Codeforces293E-Close Vertices

Close Vertices

time limit per test

5 seconds

memory limit per test

256 megabytes

input

standard input

output

standard output

You've got a weighted tree, consisting of n vertices. Each edge has a non-negative weight. The length of the path between any two vertices of the tree is the number of edges in the path. The weight of the path is the total weight of all edges it contains.

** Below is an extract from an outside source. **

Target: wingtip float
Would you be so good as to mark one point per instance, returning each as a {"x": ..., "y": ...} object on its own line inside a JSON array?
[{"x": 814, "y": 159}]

Two vertices are close if there exists a path of length at most l between them and a path of weight at most w between them. Count the number of pairs of vertices v, u (v < u), such that vertices v and u are close.

Input

The first line contains three integers n, l and w (1 ≤ n ≤ 105, 1 ≤ l ≤ n, 0 ≤ w ≤ 109). The next n - 1 lines contain the descriptions of the tree edges. The i-th line contains two integers pi, wi (1 ≤ pi < (i + 1), 0 ≤ wi ≤ 104), that mean that the i-th edge connects vertex (i + 1)and pi and has weight wi.

Consider the tree vertices indexed from 1 to n in some way.

Output

Print a single integer — the number of close pairs.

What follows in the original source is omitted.